There are three levels of concern. Let me start with the most important: even at the risk of being parochial, this is the local level, that is at the Senatorial District level. My cardinal points centre on (a) information dissemination; (b) people inclusion and participation; (c) targeted interventions and (d) grassroots empowerment. For once, we need to bring the full benefits of representation at the centre to the local level. The second level of concern is the state level. Here, I am concerned about complementing the activities of the state Governor, Dr. Olusegun Mimiko, towards the transformation of the entire state and to ensure that my Senatorial District is not left behind in this process and to ensure that my District takes the lead ahead of the other two districts. The third level is the national.
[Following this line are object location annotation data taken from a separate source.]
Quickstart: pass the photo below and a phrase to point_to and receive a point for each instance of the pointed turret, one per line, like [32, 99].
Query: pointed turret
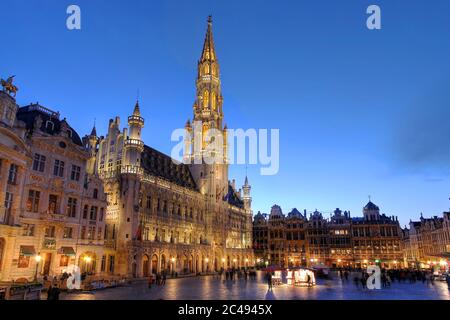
[134, 144]
[246, 188]
[209, 52]
[137, 110]
[94, 131]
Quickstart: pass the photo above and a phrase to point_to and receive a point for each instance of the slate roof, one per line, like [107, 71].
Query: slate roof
[29, 114]
[161, 165]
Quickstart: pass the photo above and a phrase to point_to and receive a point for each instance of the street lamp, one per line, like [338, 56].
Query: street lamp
[87, 260]
[38, 259]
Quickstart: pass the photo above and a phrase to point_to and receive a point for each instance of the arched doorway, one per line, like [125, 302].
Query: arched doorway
[145, 265]
[2, 249]
[155, 264]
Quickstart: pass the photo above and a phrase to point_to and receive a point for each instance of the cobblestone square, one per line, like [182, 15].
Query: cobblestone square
[209, 288]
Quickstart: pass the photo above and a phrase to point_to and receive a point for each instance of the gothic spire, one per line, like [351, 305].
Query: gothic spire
[94, 131]
[137, 111]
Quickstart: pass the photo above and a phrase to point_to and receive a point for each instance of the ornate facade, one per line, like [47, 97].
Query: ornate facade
[52, 207]
[339, 241]
[168, 216]
[427, 241]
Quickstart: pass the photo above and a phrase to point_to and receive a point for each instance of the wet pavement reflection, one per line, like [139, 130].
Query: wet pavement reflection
[210, 287]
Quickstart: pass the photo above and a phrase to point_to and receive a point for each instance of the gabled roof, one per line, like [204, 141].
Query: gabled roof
[371, 206]
[233, 198]
[161, 165]
[29, 114]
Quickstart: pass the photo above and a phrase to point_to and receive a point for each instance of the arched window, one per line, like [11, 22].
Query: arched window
[205, 99]
[49, 125]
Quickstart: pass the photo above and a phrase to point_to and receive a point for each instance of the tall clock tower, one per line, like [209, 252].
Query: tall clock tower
[211, 175]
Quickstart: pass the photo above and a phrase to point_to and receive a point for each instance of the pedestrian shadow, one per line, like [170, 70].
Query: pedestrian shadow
[270, 295]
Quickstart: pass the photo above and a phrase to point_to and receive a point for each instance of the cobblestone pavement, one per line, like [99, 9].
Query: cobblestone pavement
[206, 288]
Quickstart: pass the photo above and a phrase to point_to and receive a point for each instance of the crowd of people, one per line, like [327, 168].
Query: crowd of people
[387, 277]
[158, 280]
[232, 273]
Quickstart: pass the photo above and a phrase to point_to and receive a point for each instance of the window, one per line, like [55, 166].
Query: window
[91, 233]
[49, 125]
[85, 211]
[93, 214]
[8, 202]
[67, 233]
[72, 207]
[53, 204]
[50, 232]
[75, 174]
[111, 264]
[28, 230]
[12, 175]
[33, 201]
[103, 264]
[58, 169]
[39, 162]
[205, 99]
[24, 261]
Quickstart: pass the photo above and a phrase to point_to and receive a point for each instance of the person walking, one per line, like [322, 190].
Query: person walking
[150, 281]
[55, 292]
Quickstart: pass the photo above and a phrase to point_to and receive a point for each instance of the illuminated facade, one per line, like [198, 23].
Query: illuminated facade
[175, 217]
[52, 206]
[427, 241]
[336, 242]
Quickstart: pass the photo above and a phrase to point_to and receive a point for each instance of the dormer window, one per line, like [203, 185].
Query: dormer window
[49, 125]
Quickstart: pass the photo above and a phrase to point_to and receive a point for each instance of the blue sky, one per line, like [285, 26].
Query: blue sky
[360, 112]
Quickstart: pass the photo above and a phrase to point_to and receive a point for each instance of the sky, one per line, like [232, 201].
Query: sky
[360, 112]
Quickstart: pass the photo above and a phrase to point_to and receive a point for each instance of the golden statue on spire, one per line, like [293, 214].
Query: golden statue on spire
[9, 87]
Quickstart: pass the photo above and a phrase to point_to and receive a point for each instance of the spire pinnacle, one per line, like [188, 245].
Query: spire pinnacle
[208, 53]
[137, 111]
[94, 130]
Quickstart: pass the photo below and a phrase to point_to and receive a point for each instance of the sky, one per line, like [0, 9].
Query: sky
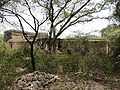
[92, 27]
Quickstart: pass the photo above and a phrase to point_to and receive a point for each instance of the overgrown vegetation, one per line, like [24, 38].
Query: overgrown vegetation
[13, 60]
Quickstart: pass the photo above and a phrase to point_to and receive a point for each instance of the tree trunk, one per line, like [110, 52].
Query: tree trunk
[54, 45]
[32, 57]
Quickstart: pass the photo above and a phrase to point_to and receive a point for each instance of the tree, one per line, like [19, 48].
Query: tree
[66, 13]
[116, 13]
[22, 19]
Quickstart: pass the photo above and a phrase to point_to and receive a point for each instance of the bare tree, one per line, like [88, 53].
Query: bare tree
[34, 24]
[66, 13]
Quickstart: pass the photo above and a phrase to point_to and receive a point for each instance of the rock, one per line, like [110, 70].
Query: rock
[34, 81]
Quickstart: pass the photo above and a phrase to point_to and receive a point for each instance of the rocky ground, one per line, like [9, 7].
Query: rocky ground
[43, 81]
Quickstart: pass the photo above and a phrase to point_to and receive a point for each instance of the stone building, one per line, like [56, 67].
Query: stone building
[16, 39]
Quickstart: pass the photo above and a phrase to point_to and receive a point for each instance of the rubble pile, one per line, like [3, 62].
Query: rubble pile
[34, 81]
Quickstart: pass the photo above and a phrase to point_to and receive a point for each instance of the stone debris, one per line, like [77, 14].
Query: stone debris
[34, 81]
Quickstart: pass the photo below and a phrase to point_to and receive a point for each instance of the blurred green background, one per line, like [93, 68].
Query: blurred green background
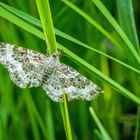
[29, 114]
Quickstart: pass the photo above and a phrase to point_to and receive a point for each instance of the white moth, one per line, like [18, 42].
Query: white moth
[29, 68]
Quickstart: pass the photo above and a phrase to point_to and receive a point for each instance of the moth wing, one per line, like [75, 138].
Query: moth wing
[66, 80]
[25, 66]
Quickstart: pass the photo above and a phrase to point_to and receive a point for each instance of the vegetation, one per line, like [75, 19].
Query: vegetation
[97, 38]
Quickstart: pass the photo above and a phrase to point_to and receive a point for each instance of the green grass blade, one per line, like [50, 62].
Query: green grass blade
[49, 121]
[32, 118]
[92, 21]
[126, 16]
[105, 135]
[37, 23]
[47, 23]
[118, 29]
[137, 124]
[68, 127]
[113, 83]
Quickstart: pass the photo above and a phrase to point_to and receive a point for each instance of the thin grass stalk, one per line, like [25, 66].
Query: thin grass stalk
[137, 124]
[105, 135]
[47, 23]
[118, 29]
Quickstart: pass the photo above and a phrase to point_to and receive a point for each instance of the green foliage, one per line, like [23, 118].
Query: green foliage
[112, 60]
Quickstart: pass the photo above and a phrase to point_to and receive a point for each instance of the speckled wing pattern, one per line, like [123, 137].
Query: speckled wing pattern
[29, 68]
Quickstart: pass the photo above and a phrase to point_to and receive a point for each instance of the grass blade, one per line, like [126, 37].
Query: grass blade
[92, 21]
[105, 135]
[118, 29]
[47, 23]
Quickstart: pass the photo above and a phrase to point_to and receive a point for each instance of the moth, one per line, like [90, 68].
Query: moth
[30, 68]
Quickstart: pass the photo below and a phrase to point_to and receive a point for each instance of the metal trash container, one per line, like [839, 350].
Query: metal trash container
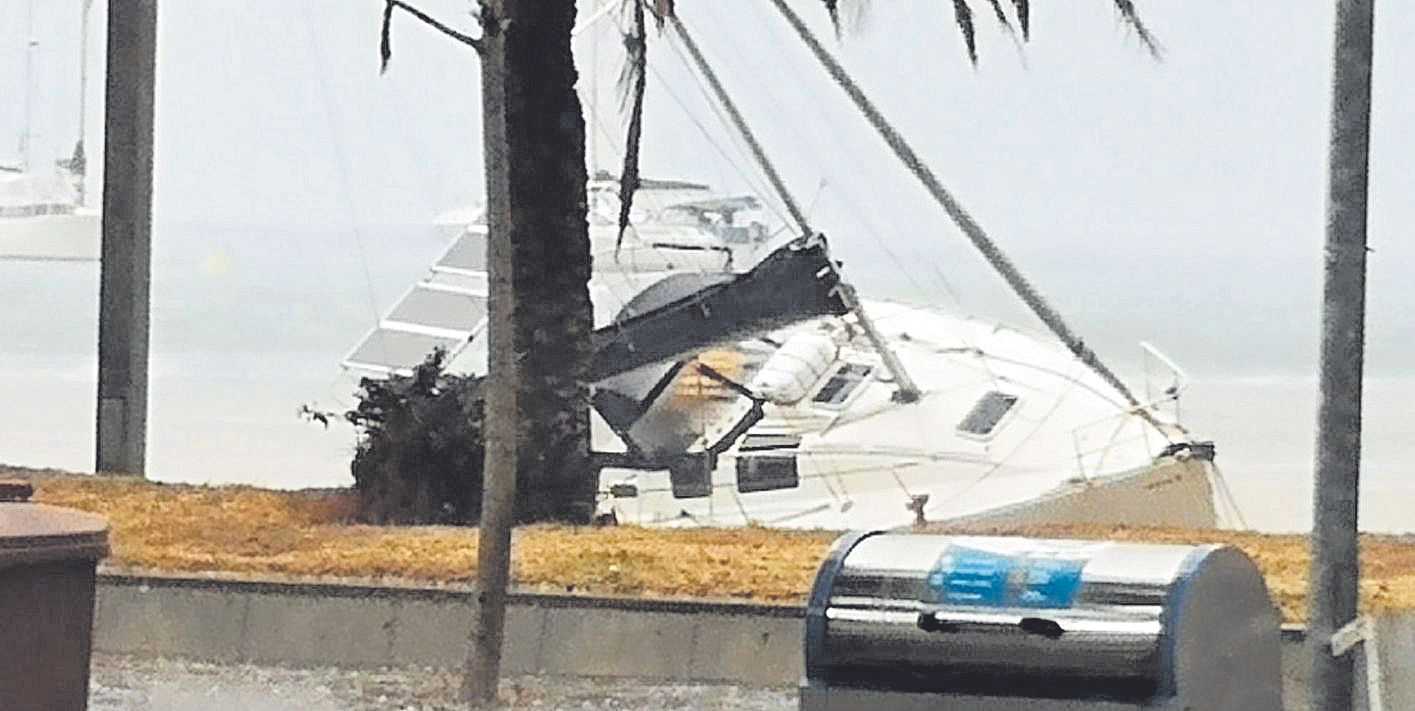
[910, 622]
[47, 560]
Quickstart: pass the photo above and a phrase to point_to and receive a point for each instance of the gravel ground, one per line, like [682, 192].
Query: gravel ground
[130, 684]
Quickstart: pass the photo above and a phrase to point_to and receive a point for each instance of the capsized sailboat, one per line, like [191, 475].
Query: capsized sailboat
[740, 380]
[778, 412]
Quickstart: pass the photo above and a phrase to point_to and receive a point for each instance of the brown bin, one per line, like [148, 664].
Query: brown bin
[47, 560]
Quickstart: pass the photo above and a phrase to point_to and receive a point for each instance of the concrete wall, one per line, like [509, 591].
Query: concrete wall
[370, 626]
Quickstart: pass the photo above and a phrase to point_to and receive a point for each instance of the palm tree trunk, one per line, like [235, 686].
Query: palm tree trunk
[539, 308]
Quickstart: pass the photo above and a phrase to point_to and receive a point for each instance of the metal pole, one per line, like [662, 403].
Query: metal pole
[955, 210]
[1335, 544]
[125, 274]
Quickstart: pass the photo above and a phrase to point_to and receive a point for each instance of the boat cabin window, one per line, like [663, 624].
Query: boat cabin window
[767, 463]
[985, 415]
[842, 384]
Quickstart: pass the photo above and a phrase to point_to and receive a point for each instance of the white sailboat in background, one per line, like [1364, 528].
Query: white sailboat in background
[44, 213]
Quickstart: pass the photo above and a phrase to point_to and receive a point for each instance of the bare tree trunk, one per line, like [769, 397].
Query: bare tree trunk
[1335, 540]
[539, 306]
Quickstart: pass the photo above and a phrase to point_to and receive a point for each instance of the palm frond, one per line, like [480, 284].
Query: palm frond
[964, 14]
[1131, 16]
[832, 7]
[385, 46]
[1023, 9]
[664, 10]
[633, 81]
[1001, 14]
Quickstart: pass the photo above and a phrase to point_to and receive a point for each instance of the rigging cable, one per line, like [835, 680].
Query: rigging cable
[343, 170]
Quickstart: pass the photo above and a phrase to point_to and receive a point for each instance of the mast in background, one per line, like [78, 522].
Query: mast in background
[30, 46]
[78, 163]
[126, 252]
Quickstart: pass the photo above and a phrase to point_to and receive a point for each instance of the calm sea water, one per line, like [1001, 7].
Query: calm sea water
[244, 334]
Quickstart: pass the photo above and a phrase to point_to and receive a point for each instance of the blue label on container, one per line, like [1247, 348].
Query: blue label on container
[996, 579]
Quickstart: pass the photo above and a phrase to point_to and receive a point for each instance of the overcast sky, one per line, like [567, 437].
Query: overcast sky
[1179, 201]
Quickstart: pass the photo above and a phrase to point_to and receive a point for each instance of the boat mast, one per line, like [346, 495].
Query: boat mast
[78, 165]
[971, 228]
[30, 46]
[906, 390]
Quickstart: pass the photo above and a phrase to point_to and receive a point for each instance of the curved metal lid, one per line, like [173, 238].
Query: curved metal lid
[36, 533]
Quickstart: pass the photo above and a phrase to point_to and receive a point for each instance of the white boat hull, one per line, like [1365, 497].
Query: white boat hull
[51, 238]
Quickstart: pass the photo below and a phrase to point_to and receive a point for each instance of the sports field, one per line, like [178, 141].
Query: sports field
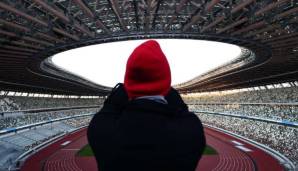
[87, 151]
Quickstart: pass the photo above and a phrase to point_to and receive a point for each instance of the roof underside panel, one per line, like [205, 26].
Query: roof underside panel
[32, 30]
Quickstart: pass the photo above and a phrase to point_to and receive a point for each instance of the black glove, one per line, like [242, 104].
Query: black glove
[174, 100]
[118, 97]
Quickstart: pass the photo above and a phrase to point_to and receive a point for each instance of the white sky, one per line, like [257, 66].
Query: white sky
[105, 63]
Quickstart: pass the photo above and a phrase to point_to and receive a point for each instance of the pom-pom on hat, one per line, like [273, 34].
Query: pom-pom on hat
[147, 71]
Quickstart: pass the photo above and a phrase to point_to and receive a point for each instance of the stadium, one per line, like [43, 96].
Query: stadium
[248, 105]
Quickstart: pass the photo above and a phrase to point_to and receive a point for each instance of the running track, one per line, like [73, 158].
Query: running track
[233, 155]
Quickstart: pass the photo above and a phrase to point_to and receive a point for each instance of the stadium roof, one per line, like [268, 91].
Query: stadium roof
[32, 30]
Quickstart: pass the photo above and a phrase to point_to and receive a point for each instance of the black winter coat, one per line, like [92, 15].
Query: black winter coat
[144, 135]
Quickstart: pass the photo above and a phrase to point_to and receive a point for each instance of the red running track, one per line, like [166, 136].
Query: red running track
[56, 157]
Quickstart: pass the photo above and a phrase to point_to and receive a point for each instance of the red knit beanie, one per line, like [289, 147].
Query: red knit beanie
[147, 71]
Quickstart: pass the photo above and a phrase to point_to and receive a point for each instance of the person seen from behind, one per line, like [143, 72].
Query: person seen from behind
[144, 125]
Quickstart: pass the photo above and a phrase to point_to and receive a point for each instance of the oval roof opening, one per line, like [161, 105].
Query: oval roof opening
[105, 64]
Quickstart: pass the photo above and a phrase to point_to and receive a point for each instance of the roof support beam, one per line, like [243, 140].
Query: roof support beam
[52, 10]
[25, 38]
[25, 29]
[2, 51]
[221, 18]
[178, 9]
[18, 48]
[116, 9]
[20, 13]
[90, 14]
[63, 17]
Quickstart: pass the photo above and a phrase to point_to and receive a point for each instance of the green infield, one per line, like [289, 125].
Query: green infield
[87, 151]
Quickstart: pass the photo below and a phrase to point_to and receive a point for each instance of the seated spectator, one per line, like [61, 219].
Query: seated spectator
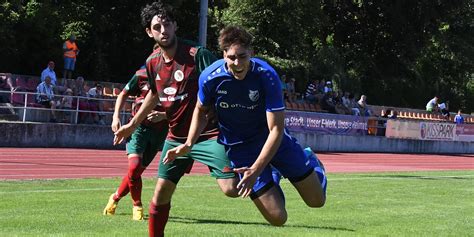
[459, 119]
[363, 107]
[444, 110]
[353, 105]
[45, 96]
[290, 90]
[5, 85]
[321, 85]
[311, 91]
[392, 114]
[96, 105]
[49, 72]
[328, 87]
[385, 113]
[340, 107]
[432, 105]
[328, 103]
[66, 103]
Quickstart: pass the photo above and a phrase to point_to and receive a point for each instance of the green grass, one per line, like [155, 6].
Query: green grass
[369, 204]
I intend to team up with like minds in the Senate to take maximum advantage of my experience in strategies and implementation of the Nigerian e-Government programme over the last six years by taking the case for e-Government compliance at all tiers to the highest level of legislation in Nigeria. The thrust of this grand move is to facilitate legislative framework for e-Government to drive national competitiveness, which is needed to ensure productivity, growth and sustainable economic growth. It is a move aimed at getting legislative backing to mainstream ICT tools and techniques in all facets of public service at all levels and to ensure digital penetration specially designed to reach all constituencies, including rural communities.
— Nigeria Compass

== Succeeded ==
T.O. Olupitan succeeded Lawrence Olawumi Ayo and served from 2013 to 2017.